Быть замеченным – очень много. Выделенным – счастье. Но я уже догадался, чего-то во мне нет. Это что-то есть у Костика, есть у Вальтера. Костик брюзжит и смотрит на тех, кого ругает, своими прекрасными глазами. И, как бы он ни брюзжал, это что-то в нем не иссякает. Он мог бы украсть хлеб, кого-то обидеть – к нему не стали бы хуже относиться. Даже немцы его выделяли. Однажды Костика посадили на кран. И неумелый Костик крановым крюком сбил подготовленные к заливке формы. Другой жизнью бы за это заплатил. Костика только обругали. Может быть, это что-то даже не в нем, а в тех, кто на него смотрит. Но до этого я еще не додумался. И завидую Костику.

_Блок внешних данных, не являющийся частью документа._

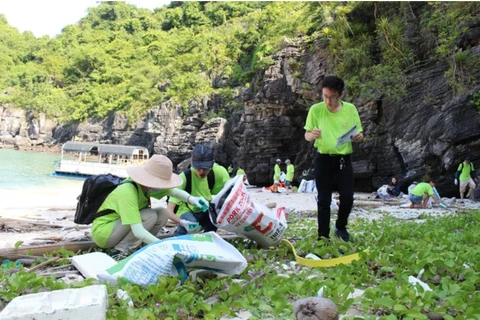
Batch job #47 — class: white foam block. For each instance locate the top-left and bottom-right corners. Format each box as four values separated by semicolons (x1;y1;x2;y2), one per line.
0;285;108;320
72;252;117;279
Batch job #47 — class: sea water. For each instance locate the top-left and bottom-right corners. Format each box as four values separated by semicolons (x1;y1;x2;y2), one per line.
0;149;83;189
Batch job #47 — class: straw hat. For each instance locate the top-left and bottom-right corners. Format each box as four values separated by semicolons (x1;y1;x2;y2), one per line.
127;154;183;189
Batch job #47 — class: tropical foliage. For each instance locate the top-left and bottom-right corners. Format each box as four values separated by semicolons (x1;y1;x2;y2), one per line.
0;209;480;320
0;1;480;121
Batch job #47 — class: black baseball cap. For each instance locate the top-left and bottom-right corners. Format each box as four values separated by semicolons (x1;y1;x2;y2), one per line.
192;144;213;169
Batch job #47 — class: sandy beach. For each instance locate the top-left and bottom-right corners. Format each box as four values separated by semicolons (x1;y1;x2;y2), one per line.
0;181;480;248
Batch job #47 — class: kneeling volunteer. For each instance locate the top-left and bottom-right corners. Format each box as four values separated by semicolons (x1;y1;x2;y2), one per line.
92;155;208;254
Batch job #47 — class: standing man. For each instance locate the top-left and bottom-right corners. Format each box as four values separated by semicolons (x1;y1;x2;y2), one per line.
272;159;282;193
455;157;477;200
304;76;364;241
167;144;230;236
285;159;295;195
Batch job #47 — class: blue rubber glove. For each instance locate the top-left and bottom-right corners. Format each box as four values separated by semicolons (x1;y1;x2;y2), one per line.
188;196;210;212
180;219;202;233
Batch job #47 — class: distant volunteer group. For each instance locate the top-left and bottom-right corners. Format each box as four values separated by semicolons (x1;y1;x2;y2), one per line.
88;76;363;250
92;76;473;254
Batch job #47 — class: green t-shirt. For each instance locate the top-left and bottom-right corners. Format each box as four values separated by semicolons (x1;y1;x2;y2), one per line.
410;182;433;197
169;166;230;216
285;164;295;182
273;164;281;180
457;162;475;181
92;178;171;247
303;101;363;155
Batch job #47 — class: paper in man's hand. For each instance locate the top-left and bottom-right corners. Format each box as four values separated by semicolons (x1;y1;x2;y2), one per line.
335;125;357;148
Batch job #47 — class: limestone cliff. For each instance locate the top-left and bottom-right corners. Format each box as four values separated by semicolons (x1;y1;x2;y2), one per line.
0;30;480;195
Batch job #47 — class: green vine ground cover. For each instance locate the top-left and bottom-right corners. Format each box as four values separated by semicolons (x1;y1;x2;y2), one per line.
0;211;480;319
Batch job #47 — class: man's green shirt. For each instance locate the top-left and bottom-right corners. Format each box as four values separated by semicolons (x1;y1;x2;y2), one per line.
304;101;363;155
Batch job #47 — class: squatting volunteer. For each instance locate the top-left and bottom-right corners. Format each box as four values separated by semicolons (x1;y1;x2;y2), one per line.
167;144;230;236
304;76;364;241
92;155;208;255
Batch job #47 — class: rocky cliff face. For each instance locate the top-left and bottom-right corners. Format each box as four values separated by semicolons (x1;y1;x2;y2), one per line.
0;25;480;195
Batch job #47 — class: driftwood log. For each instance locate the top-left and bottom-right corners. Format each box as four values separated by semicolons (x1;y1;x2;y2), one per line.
293;297;338;320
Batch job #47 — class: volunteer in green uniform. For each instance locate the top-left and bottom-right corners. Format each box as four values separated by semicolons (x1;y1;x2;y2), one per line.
272;159;282;193
285;159;295;194
455;157;477;200
304;76;364;241
92;155;208;255
168;144;230;236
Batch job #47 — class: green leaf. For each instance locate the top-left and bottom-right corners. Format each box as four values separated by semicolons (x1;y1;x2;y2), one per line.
375;297;395;308
393;304;407;311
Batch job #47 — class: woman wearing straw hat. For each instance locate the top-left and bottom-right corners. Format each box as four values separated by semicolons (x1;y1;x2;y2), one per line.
92;155;208;254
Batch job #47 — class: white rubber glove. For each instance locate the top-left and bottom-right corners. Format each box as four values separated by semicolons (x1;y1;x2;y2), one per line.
188;196;210;212
180;219;202;233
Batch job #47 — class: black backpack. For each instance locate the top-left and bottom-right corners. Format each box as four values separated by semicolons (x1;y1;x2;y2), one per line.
183;168;215;194
73;173;135;224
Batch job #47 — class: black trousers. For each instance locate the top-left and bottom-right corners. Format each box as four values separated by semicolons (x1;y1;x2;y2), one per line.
315;153;353;238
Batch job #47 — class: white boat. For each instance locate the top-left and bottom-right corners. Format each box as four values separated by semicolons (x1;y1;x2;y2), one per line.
54;141;149;178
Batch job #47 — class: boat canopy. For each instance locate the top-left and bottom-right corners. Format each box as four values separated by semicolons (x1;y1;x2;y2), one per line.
63;141;148;156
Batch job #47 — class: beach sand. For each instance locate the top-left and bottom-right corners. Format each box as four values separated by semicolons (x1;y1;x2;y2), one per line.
0;181;480;248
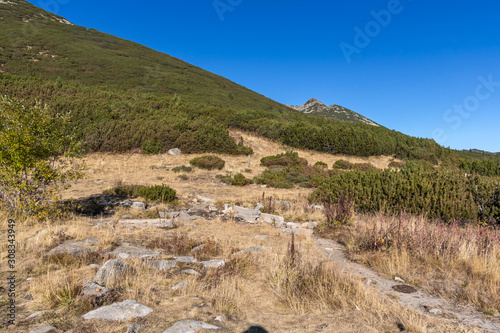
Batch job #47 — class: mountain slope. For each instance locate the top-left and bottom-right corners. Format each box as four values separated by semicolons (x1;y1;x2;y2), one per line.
289;98;380;126
0;0;287;110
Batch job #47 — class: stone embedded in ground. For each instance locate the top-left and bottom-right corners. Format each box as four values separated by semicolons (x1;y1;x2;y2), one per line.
30;326;61;333
168;148;181;156
83;299;153;321
232;246;262;256
200;259;226;268
47;238;99;256
172;281;188;290
234;208;262;224
82;280;109;297
92;259;129;286
109;245;161;259
174;257;198;263
181;268;201;275
163;319;221;333
392;284;417;294
259;213;285;224
144;260;177;271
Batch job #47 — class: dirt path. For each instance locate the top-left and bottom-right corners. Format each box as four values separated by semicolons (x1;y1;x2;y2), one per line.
315;238;500;332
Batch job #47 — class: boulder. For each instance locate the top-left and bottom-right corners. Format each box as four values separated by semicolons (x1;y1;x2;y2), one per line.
163;319;221;333
92;259;129;286
83;299;153;321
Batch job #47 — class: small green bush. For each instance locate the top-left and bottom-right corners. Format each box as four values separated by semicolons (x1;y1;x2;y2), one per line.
172;165;193;172
138;184;177;202
189;155;226;170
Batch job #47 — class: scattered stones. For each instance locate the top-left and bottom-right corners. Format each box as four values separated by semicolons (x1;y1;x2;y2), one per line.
93;259;129;286
175;257;198;263
144;260;177;271
83;299;153;321
392;284;417;294
181;269;201;276
168;148;181;156
200;259;226;269
109;245;161;259
172;281;188;290
163;319;220;333
30;326;60;333
82;280;109;297
126;324;144;333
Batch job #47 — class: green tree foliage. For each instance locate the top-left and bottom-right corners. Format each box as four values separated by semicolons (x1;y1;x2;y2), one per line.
0;96;82;218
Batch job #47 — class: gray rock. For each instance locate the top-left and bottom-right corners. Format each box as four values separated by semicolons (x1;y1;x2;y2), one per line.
47;238;99;256
82;280;109;297
200;259;226;269
175;257;198;263
126;324;144;333
83;299;153;321
168;148;181;156
92;259;129;286
109;245;161;259
234;208;262;224
163;319;221;333
145;260;177;271
232;246;262;256
26;311;46;320
30;326;59;333
172;281;188;290
181;269;201;275
259;213;285;224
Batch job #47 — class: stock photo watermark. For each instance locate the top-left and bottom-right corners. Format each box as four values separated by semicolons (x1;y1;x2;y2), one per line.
339;0;413;64
432;74;500;145
212;0;243;22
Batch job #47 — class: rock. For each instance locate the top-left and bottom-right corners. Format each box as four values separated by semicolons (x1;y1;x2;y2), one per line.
163;319;220;333
259;213;285;224
92;259;129;286
234;208;262;224
26;311;46;320
175;257;198;263
232;246;262;256
47;238;99;256
168;148;181;156
172;281;188;290
83;299;153;321
30;326;61;333
181;269;201;275
200;259;226;269
126;324;144;333
109;245;161;259
82;280;109;297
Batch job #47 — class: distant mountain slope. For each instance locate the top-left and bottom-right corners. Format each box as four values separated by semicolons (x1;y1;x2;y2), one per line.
289;98;380;126
0;0;289;110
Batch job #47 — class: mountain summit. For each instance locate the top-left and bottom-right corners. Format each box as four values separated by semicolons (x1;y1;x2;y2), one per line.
289;98;380;126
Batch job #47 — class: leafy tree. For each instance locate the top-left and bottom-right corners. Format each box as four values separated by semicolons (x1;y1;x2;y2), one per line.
0;96;83;218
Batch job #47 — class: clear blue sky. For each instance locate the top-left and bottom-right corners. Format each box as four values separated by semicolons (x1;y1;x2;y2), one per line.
30;0;500;152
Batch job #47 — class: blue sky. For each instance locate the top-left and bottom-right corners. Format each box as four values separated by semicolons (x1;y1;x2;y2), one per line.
30;0;500;152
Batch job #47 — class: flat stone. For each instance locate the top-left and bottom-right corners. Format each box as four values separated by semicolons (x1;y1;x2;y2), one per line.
92;259;129;286
175;257;198;263
181;269;201;275
83;299;153;321
30;326;60;333
163;319;221;333
109;245;161;259
82;280;109;297
200;259;226;268
259;213;285;224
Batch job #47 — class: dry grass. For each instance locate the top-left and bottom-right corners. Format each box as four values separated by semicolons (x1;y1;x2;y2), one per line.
340;215;500;314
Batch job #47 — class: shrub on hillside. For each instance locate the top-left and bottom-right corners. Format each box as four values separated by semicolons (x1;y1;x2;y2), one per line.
189;155;226;170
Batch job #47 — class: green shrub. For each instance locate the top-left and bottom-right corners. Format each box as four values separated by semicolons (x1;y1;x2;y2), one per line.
137;184;177;202
172;165;193;172
189;155;226;170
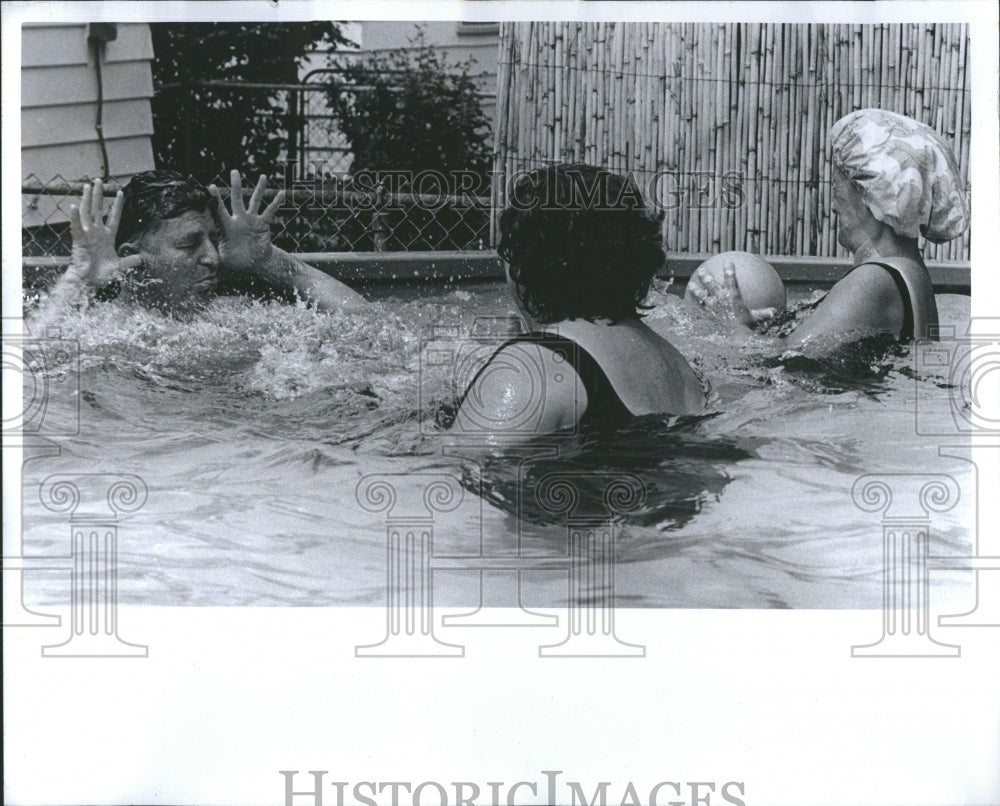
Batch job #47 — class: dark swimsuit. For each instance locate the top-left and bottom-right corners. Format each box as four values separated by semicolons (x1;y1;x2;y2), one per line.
458;333;635;428
456;332;711;428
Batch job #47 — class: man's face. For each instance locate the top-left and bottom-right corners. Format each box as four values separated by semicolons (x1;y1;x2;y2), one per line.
129;210;219;310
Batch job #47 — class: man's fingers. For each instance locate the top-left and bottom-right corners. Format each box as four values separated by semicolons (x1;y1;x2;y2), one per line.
79;185;91;232
69;204;83;241
229;170;247;215
261;190;285;224
118;255;143;271
247;174;267;215
722;261;740;296
701;274;722;297
108;190;125;232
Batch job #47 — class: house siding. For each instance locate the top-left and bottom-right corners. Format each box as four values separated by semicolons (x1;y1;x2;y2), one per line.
21;23;154;226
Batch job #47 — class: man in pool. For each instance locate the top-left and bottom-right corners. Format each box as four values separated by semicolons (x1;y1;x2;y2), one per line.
36;171;367;318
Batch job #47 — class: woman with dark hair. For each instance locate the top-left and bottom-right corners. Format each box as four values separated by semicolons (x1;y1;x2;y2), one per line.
452;164;706;438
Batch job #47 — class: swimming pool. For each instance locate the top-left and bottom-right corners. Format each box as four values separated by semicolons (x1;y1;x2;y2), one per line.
15;283;972;612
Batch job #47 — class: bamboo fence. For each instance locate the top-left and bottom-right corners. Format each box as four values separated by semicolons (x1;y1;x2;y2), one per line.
494;22;972;261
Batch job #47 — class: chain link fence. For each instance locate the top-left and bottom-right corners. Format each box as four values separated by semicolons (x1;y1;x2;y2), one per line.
21;77;491;265
21;172;490;257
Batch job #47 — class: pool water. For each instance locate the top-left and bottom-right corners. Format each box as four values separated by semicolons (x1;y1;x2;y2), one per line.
13;285;974;612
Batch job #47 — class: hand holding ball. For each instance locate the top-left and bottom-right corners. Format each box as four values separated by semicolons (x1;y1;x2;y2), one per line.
684;252;786;319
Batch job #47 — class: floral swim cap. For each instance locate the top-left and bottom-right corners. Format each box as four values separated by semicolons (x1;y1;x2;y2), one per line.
830;109;969;243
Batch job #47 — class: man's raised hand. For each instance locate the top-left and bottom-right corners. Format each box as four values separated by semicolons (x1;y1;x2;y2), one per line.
208;170;285;273
69;179;143;288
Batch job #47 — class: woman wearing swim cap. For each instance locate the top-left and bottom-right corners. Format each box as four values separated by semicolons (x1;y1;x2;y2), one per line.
692;109;969;345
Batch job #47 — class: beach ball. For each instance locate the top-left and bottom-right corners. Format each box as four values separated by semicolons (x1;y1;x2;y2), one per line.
684;252;785;311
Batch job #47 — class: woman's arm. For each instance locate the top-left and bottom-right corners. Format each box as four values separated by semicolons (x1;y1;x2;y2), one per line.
787;263;904;347
209;171;368;310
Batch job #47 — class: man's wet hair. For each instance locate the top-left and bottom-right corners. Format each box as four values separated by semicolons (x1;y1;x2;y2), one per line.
497;163;666;323
115;171;214;248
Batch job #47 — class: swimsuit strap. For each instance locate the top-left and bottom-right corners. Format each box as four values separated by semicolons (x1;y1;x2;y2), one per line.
848;257;938;340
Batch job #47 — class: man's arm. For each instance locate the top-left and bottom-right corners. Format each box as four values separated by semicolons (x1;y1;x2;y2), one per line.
244;246;370;312
209;171;368;311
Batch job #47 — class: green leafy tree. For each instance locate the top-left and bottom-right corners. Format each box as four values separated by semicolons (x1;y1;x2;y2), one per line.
150;22;352;181
329;34;492;185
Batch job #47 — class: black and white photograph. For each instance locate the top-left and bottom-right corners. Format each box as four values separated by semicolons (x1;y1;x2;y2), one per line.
2;0;1000;806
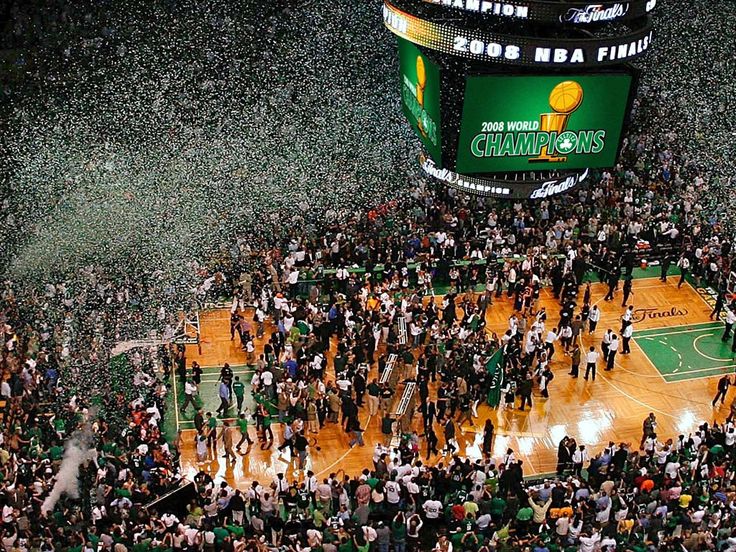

Но еще больше завидую Жану и Вальтеру.

И, конечно, не перестаю надеяться, что это что-то откроется и во мне. И тогда в моей жизни произойдет главное. Чем бы я ни был занят, об этом я не забываю ни на минуту.

Пусть покажется чудовищным, но, когда я смотрел в глаза обыскивающему меня немцу, я не совсем забыл об этом. Поэтому и сбивала меня его улыбка.

Со мной ни разу не было. Но ведь с кем-то бывает.

Я сижу за столом, передо мной нож. Аркадию нож нужен. Он поднимается с нар и делает шаг к столу. Попросил бы – мне только руку протянуть. Но попросишь – обяжешься. А мне всегда казалось, что Аркадий был против моего появления в компании.